To: The Philosopher who wrote (3190)12/1/2000 12:17:30 PM
From: Ellen  Respond to of 3887
 
gopbi.com



Judge promises quick ruling in
dispute over Cheney's home

By Mary McLachlin, Palm Beach Post Staff Writer
Thursday, November 30, 2000

A lawsuit over whether Texas' 32 electors can legally vote
for both George W. Bush and Dick Cheney is on an express
track through a Dallas federal court, with a ruling promised
on Friday.

The suit, filed originally in Florida by Boca Raton lawyer
Lawrence Caplan, raises constitutional issues that could
affect the outcome of the election and send it to Congress
for a resolution.

U.S. District Judge Sidney Fitzwater, a conservative and
controversial Reagan appointee, has said he intends to rule
Friday afternoon so the suit can move quickly to the federal
appeals court and ultimately to the U.S. Supreme Court.

The crux is whether Cheney is legally a resident of Texas,
where he has lived and worked for the past five years, or of
Wyoming, where he grew up and which he represented in
Congress.

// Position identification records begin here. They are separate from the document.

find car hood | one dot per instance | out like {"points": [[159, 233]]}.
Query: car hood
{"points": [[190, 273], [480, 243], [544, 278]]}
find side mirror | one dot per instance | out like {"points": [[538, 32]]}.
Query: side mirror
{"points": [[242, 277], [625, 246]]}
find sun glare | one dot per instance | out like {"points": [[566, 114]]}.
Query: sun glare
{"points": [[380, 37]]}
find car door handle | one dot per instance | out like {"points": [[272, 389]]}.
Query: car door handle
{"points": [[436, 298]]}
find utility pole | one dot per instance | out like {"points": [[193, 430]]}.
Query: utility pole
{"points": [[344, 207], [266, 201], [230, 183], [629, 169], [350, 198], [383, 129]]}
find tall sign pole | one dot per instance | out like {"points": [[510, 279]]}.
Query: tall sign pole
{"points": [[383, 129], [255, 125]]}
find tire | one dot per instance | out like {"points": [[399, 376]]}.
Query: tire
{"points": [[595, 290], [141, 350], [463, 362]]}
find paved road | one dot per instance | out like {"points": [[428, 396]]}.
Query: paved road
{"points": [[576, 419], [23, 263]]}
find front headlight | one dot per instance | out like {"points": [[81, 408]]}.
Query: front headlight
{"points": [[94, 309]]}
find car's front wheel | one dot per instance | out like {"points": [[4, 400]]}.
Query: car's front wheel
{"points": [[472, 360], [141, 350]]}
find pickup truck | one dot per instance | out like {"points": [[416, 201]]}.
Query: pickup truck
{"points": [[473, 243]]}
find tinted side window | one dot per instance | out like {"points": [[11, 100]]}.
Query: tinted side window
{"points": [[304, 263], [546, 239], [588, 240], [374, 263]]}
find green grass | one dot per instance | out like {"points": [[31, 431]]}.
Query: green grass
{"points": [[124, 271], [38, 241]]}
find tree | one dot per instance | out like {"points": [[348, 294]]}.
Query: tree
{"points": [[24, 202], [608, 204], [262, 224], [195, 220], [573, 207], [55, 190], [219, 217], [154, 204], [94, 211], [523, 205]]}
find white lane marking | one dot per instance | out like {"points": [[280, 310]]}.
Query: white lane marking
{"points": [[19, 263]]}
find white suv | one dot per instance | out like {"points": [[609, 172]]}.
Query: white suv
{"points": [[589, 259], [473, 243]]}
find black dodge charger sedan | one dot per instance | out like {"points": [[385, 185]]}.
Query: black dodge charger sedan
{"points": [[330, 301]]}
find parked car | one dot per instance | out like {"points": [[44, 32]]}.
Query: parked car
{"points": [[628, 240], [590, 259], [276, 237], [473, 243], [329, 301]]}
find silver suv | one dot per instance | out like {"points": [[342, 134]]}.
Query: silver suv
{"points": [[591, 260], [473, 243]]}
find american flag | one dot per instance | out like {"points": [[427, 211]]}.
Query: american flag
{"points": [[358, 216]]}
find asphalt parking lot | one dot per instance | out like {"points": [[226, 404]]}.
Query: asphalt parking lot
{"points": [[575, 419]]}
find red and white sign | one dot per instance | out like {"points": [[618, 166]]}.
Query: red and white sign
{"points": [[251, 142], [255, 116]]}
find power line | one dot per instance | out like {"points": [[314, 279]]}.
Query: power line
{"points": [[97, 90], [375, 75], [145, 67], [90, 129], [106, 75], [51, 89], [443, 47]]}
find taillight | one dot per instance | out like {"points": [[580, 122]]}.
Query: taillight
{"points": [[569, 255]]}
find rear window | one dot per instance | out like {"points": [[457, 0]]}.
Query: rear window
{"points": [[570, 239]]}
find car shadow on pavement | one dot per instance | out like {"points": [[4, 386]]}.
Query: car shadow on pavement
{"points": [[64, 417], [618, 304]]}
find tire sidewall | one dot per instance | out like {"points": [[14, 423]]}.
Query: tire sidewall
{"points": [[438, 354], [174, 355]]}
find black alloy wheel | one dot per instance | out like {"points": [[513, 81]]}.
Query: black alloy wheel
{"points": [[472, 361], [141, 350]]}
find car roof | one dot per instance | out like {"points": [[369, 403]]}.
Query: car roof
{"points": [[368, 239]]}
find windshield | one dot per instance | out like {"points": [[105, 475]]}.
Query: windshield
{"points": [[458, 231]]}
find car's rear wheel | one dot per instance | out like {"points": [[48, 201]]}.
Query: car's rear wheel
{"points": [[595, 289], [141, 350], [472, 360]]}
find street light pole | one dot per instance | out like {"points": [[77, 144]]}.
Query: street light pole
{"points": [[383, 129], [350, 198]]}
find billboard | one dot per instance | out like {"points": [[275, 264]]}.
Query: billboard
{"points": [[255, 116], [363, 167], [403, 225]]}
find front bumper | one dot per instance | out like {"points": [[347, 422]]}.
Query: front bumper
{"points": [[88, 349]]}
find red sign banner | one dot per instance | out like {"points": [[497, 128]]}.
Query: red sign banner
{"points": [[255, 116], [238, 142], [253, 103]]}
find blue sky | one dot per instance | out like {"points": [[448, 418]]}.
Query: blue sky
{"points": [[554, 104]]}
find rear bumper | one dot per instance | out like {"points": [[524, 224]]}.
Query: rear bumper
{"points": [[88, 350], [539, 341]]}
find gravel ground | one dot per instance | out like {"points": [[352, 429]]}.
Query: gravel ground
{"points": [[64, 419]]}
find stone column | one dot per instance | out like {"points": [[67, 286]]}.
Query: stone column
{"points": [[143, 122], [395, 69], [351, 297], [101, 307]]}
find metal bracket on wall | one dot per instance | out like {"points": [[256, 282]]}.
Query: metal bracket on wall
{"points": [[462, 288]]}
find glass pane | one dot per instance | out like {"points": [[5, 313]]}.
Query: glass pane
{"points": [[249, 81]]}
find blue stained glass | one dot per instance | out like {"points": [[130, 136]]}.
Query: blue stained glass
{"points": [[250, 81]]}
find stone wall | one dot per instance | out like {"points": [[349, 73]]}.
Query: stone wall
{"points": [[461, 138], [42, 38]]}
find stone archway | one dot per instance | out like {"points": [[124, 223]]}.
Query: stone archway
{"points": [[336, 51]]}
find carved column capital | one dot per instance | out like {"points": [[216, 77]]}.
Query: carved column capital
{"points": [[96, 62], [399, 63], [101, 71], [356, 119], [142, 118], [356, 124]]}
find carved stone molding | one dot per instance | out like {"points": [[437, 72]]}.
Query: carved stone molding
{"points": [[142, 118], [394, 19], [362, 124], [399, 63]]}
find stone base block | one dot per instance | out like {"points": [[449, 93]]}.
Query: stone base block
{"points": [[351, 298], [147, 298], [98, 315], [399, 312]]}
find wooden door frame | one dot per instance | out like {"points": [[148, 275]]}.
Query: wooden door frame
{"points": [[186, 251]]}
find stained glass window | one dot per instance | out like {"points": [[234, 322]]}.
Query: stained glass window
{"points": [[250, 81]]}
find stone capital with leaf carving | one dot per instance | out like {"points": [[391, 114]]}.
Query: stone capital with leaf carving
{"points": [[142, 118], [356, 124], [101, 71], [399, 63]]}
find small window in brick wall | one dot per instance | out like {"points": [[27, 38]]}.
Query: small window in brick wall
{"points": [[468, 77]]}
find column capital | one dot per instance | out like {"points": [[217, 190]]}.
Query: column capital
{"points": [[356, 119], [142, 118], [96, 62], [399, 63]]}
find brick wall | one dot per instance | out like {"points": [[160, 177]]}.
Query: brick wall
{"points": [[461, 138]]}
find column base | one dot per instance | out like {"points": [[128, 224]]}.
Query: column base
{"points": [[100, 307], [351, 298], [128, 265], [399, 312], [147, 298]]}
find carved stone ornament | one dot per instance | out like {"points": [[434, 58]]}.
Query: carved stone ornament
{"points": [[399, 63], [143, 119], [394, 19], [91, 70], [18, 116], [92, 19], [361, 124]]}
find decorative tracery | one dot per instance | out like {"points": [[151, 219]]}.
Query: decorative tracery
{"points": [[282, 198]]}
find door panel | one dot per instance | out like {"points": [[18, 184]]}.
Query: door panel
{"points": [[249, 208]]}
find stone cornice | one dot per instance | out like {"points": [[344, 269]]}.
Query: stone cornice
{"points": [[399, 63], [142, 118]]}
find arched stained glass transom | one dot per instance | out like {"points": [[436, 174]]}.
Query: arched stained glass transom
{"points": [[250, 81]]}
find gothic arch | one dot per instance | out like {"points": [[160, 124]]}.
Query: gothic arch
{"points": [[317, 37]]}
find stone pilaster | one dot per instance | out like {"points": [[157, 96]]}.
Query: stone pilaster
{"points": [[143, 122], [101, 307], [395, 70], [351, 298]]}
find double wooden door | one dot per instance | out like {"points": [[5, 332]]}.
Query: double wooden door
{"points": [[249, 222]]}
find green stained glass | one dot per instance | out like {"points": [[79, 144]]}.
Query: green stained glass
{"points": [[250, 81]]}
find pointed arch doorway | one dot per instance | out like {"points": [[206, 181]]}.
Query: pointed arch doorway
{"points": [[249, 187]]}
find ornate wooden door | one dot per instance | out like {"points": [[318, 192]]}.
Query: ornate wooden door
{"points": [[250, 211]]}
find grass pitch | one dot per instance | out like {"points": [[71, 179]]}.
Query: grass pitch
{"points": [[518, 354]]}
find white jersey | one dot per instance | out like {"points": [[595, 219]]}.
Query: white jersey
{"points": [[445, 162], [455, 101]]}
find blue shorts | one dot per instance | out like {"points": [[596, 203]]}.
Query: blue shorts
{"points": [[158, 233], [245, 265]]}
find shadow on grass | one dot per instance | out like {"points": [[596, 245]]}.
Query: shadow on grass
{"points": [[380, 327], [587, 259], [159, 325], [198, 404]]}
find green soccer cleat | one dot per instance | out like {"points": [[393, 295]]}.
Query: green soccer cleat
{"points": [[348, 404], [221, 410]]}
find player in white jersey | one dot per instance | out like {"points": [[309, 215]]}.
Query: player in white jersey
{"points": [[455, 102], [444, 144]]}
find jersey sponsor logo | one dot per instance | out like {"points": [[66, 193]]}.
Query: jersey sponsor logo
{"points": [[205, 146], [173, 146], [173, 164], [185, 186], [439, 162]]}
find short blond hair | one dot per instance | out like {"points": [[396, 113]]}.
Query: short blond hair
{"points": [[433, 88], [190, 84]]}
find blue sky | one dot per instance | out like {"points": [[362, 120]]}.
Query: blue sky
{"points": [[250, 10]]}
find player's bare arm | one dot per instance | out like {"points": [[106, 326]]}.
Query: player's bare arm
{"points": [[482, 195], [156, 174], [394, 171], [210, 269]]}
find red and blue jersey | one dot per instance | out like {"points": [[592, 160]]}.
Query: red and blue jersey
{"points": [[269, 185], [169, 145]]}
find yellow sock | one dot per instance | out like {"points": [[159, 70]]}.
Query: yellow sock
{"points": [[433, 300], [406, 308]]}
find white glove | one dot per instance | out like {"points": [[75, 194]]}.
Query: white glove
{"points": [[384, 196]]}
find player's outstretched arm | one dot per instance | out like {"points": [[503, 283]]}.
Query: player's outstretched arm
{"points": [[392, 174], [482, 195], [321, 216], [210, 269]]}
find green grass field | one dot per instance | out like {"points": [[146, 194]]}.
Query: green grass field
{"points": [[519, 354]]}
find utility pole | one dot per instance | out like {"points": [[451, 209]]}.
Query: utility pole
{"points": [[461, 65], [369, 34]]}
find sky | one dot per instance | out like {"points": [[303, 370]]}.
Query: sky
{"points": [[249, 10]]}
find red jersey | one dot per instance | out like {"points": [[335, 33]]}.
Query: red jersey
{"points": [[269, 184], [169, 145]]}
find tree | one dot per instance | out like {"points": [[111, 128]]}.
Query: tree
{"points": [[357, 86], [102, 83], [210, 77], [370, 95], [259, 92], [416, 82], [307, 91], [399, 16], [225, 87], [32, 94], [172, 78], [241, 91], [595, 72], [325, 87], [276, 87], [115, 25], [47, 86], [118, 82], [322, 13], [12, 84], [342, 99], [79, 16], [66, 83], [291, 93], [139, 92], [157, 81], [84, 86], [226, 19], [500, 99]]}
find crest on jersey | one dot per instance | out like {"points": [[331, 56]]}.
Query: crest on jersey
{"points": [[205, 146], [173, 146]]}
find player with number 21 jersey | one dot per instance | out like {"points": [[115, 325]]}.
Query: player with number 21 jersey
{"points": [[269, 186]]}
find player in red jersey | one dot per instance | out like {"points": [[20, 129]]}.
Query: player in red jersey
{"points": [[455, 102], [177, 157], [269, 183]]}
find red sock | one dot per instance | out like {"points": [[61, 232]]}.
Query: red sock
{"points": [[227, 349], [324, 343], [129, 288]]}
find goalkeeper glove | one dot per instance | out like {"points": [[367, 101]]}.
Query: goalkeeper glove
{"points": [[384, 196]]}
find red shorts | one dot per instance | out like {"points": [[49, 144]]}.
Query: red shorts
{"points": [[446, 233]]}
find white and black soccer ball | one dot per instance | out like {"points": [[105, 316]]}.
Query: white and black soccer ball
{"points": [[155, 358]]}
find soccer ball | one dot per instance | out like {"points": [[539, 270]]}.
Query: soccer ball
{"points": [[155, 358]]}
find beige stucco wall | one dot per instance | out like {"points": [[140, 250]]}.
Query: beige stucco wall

He claimed that switching his voter registration
and driver's license to Wyoming in July -- just before Bush
named him as his running mate -- made him an
"inhabitant" of that state again.

The distinction is important, since the U.S. Constitution's
12th Amendment forbids a state's electors from voting for both presidential and vice presidential
candidates who are "inhabitants" of their own state.

Lawyers for three Texas voters asserted Cheney didn't meet either state or federal legal
definitions of an "inhabitant" of Wyoming. They cited his homestead exemption claim on his
$1.6 million suburban Dallas home, his auto registrations and income tax return addresses as
evidence that he still lived in Texas.

Cheney, who owns residential property in both Wyoming and Virginia, put the Dallas-area home
on the market after the suit was filed. His spokeswoman said he had always planned to sell it
after the election.

Lawyers for Bush and Cheney said in court documents this week the suit should be dismissed on
three points:

• The plaintiffs don't have standing to sue because they can't prove they would be personally
injured if the 12th Amendment were violated.

• The suit improperly involves the court in a "political question" -- the validity of electoral votes
-- which the 12th Amendment delegates only to Congress.

• A person can change his domicile "instantaneously," according to legal precedent, and "the
motive prompting him is immaterial."

Sanford Levinson, a constitutional law professor at the University of Texas, is a co-counsel on
the voters' suit. He said the residency issue hasn't been tested in connection with a presidential
election, but comes up constantly elsewhere -- especially where money is involved.

"The irony is that people shrug off these kinds of issues with regard to the presidency," Levinson
said, "but they certainly wouldn't shrug them off in estate or divorce cases."

The plaintiffs have asked the court to certify several "urgent" questions to the 5th Circuit Court of
Appeals in New Orleans and to the U.S. Supreme Court. They include whether a candidate
must be an inhabitant of a given state on the date of the election, the date the Electoral
College meets, or earlier; whether electors can vote for one candidate only, or are barred from
voting for both; and what happens if the one they don't vote for doesn't have enough votes to
take office.

That would throw the election into the Senate, Levinson said, and probably result in favorable
votes for both candidates.

"The Electoral College is kind of a constitutional stupidity, but it still controls the election," said
Levinson, who co-edited Constitutional Stupidities, Constitutional Tragedies.

"The fact that it doesn't make much sense anymore doesn't mean we don't have to live with it."